In recent years, Vision Transformer (ViT) networks [47] have demonstrated exceptional performance in capturing feature correlations, rapidly emerging as a dominant model in the field of natural language processing. Unlike traditional CNNs, which aggregate local features into global representations through stacked convolution-pooling layers, ViT leverages the attention mechanism to more effectively learn global features. Building upon ViT, Swin Transformer constrains attention computation within local windows to reduce computational complexity [48]. To preserve global contextual information, Swin Transformer introduces the shifted-window mechanism, facilitating interactions between adjacent windows. The architecture of the Swin Transformer (Swin-T model), depicted in Figure 6a, is composed of four distinct stages. Specifically, stage 1 comprises two Swin Transformer blocks and a Linear Embedding layer; stage 2 includes six Swin Transformer blocks and a Patch Merging module; stages 3 and 4 share an identical structure, each consisting of two Swin Transformer blocks and a Patch Merging module. The Swin Transformer block improves feature extraction efficiency by replacing the multi-head self-attention (MSA) module with a shifted-window mechanism. After employing the moving-window grouping strategy, the calculation between two consecutive Swin Transformer blocks (shown in Figure 6b),

k_{i}

and

k_{i + 1}

, at the i-th stage can be expressed as follows:

{\hat{y}}_{i}^{(k_{i})} = W - M S A (L N (y_{i}^{(k_{i} - 1)})) + y_{i}^{(k_{i} - 1)}

(1)

y_{i}^{(k_{i})} = M L P (L N ({\hat{y}}_{i}^{(k_{i})})) + {\hat{y}}_{i}^{(k_{i})}

(2)

{\hat{y}}_{i}^{(k_{i} + 1)} = S W - M S A (L N (y_{i}^{(k_{i} + 1)})) + y_{i}^{(k_{i} + 1)}

(3)

y_{i}^{(k_{i} + 1)} = M L P (L N ({\hat{y}}_{i}^{(k_{i} + 1)})) + {\hat{y}}_{i}^{(k_{i})} .

(4)

Here,

{\hat{y}}_{i}^{(k_{i})}

and

y_{i}^{(k_{i})}

denote the outputs of the window-based multi-head self-attention (W-MSA) and MLP modules, respectively.

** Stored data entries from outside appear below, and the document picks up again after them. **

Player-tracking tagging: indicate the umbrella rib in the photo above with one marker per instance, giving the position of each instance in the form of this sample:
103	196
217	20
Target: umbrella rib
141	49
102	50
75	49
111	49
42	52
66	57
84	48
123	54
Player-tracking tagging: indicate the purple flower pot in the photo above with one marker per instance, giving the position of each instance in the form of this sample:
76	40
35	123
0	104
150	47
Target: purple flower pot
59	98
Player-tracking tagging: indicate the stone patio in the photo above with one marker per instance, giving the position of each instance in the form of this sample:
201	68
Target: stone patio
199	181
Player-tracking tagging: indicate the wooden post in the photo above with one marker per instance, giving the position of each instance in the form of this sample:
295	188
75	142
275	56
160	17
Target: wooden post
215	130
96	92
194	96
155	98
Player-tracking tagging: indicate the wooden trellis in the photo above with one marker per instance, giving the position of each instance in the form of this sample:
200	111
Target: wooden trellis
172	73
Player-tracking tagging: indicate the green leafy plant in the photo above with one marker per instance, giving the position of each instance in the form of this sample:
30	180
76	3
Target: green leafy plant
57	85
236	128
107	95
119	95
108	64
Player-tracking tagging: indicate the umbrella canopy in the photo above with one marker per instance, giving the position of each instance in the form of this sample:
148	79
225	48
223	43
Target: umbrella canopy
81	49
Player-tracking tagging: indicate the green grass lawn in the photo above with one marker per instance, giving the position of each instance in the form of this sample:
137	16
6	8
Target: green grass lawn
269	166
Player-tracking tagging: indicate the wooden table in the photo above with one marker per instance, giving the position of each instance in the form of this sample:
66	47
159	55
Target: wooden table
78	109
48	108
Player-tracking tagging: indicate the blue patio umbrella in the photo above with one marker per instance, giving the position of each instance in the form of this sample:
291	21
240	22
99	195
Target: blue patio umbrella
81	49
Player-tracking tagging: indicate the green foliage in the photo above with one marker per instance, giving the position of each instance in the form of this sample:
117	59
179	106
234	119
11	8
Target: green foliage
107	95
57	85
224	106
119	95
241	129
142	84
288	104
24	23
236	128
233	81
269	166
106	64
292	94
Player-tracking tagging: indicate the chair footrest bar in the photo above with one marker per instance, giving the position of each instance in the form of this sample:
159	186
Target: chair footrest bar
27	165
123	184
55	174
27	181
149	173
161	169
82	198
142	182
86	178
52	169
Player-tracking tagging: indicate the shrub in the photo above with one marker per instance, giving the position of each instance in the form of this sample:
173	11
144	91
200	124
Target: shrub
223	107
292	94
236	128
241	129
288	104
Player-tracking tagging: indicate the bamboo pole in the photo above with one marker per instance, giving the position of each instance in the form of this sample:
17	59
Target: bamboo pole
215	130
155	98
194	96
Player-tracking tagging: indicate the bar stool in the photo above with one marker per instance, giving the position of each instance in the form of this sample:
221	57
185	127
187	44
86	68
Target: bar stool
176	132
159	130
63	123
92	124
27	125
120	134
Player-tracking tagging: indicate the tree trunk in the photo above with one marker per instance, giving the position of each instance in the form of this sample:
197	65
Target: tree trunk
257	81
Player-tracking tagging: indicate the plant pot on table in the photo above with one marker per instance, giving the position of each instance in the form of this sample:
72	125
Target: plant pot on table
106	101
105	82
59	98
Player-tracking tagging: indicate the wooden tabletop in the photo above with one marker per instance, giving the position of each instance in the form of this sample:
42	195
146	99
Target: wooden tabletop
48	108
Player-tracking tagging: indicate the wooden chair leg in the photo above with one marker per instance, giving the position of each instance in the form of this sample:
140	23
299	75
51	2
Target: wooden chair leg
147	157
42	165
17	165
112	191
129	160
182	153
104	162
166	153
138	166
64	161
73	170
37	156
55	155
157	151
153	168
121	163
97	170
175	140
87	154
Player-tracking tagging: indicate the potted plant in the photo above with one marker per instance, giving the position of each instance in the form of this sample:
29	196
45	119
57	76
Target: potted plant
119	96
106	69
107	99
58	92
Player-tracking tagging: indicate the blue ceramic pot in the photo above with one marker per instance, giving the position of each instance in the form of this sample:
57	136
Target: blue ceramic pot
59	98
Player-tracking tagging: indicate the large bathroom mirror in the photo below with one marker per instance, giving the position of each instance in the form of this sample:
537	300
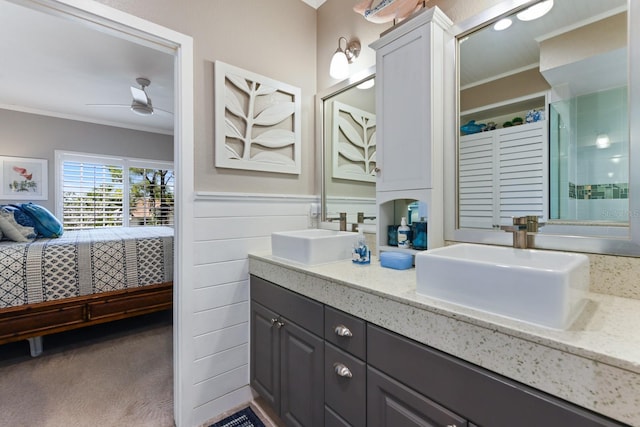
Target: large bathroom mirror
346	125
547	119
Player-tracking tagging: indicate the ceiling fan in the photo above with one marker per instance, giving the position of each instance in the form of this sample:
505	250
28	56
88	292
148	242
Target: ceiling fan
141	103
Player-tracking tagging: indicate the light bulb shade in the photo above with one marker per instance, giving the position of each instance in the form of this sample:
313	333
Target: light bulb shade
536	11
502	24
339	68
367	84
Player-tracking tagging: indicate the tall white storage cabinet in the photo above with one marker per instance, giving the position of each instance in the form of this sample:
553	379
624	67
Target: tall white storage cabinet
503	174
414	75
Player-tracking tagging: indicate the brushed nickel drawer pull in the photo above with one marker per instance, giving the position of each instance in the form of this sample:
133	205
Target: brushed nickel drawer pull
343	331
342	370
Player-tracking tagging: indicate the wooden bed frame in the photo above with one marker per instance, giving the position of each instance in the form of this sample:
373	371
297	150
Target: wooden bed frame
32	321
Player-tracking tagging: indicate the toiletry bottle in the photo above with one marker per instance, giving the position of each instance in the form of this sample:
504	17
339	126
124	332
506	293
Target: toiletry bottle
361	253
403	234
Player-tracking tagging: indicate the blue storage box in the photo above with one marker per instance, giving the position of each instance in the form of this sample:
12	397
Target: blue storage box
396	260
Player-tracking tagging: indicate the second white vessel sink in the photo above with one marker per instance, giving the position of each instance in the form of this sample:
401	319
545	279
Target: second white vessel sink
313	246
541	287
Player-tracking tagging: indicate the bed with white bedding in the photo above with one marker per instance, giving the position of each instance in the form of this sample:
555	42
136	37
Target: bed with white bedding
83	277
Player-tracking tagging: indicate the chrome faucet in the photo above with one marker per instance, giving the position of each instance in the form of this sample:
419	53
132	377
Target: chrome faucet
361	217
519	230
343	221
522	227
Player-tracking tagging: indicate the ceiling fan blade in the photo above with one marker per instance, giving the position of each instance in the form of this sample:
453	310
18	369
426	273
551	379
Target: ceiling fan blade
139	95
109	105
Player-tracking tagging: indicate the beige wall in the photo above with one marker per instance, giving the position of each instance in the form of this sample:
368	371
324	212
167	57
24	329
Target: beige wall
274	38
513	86
336	18
32	135
584	42
286	40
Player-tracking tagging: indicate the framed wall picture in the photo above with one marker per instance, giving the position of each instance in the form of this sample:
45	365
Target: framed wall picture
257	121
23	178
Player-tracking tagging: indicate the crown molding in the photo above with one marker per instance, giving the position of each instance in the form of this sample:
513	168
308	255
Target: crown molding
314	3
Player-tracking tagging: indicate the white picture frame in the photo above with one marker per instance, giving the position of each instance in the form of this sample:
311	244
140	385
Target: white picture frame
257	122
353	139
23	178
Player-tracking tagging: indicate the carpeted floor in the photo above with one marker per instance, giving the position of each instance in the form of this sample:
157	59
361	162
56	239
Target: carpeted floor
117	374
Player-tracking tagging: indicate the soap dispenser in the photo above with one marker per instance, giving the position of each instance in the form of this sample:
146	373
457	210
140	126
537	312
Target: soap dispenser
361	253
403	234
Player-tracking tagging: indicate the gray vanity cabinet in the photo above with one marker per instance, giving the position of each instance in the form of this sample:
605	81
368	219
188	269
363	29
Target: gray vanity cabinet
345	369
287	353
390	403
318	366
476	394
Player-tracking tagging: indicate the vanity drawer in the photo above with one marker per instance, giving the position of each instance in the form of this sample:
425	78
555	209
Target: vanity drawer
345	331
297	308
345	385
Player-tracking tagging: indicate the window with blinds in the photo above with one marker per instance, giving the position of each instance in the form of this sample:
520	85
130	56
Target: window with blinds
101	191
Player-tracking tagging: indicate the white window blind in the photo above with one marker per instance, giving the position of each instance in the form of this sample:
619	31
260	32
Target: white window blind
102	191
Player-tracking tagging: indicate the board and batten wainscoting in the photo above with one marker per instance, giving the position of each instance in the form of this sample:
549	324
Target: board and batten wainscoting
226	227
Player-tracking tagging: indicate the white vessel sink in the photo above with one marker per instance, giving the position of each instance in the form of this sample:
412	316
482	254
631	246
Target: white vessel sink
541	287
314	246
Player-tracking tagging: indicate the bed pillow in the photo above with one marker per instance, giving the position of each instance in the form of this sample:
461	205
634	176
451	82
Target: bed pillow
20	216
46	224
14	231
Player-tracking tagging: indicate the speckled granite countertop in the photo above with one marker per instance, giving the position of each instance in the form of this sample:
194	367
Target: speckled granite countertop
594	364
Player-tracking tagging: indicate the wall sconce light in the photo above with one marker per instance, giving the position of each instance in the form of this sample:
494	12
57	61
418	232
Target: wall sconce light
339	68
603	141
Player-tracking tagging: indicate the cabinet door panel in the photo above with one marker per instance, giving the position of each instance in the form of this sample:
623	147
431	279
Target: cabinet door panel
392	404
403	99
331	419
265	355
302	379
353	341
345	395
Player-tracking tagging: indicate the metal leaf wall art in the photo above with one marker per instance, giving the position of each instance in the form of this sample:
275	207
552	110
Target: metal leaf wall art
354	143
257	122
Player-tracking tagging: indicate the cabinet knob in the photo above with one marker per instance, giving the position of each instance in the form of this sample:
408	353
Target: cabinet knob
342	370
343	331
277	323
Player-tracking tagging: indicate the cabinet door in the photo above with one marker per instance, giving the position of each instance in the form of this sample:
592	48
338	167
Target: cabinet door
302	379
265	354
523	171
391	404
403	102
345	385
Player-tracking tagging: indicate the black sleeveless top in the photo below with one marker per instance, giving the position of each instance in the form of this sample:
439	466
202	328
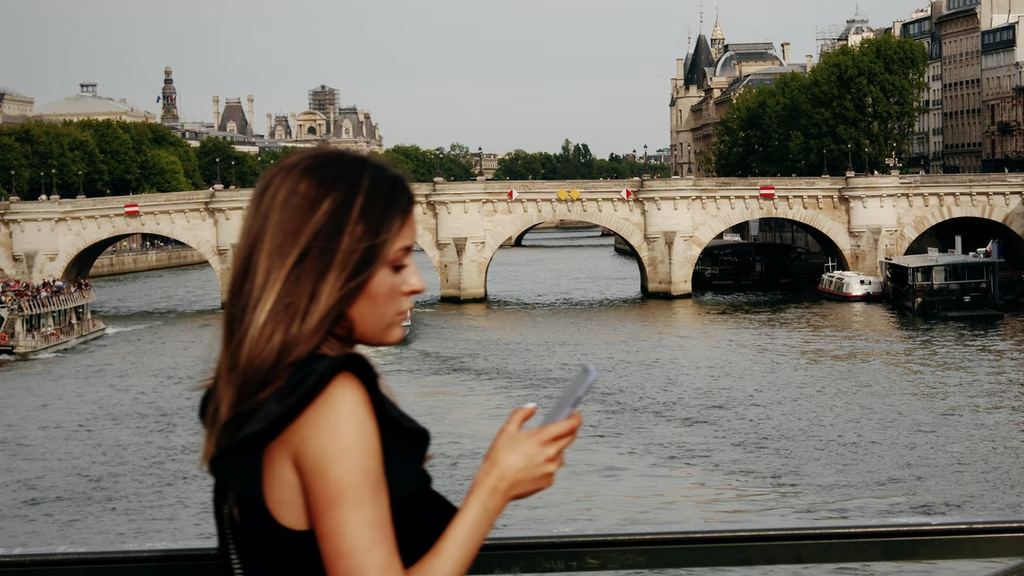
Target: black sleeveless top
250	534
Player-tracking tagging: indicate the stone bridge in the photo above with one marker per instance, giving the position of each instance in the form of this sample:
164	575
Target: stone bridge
461	225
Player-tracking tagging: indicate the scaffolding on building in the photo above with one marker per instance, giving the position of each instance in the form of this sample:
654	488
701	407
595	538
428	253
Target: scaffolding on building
324	99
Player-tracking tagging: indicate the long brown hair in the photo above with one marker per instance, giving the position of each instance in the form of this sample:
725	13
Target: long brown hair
316	228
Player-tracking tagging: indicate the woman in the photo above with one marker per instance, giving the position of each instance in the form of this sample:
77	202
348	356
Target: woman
316	470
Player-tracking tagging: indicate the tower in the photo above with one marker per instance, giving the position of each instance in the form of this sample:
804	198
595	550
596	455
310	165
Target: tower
717	41
169	115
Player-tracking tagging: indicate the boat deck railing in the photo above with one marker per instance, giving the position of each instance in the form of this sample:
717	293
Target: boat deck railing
603	552
47	337
49	303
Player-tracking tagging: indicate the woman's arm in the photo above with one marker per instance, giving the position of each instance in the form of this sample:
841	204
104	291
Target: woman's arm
334	449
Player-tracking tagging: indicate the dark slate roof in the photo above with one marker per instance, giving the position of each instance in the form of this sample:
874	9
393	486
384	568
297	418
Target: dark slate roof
737	53
363	124
701	58
233	112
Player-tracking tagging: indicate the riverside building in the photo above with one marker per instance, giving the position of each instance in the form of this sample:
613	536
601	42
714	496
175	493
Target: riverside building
88	105
327	122
14	107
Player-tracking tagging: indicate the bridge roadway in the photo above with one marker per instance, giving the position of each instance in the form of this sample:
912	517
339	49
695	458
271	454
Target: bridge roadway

The

{\hat{y}}_{i}^{(k_{i} + 1)}

and

y_{i}^{(k_{i} + 1)}

represents the outputs of the shifted-window multi-head self-attention (SW-MSA) and MLP modules, respectively. The W-MSA and SW-MSA are key components in the Swin Transformer, which are configured for both standard and shifted window attention. LN denotes the layer normalization operation.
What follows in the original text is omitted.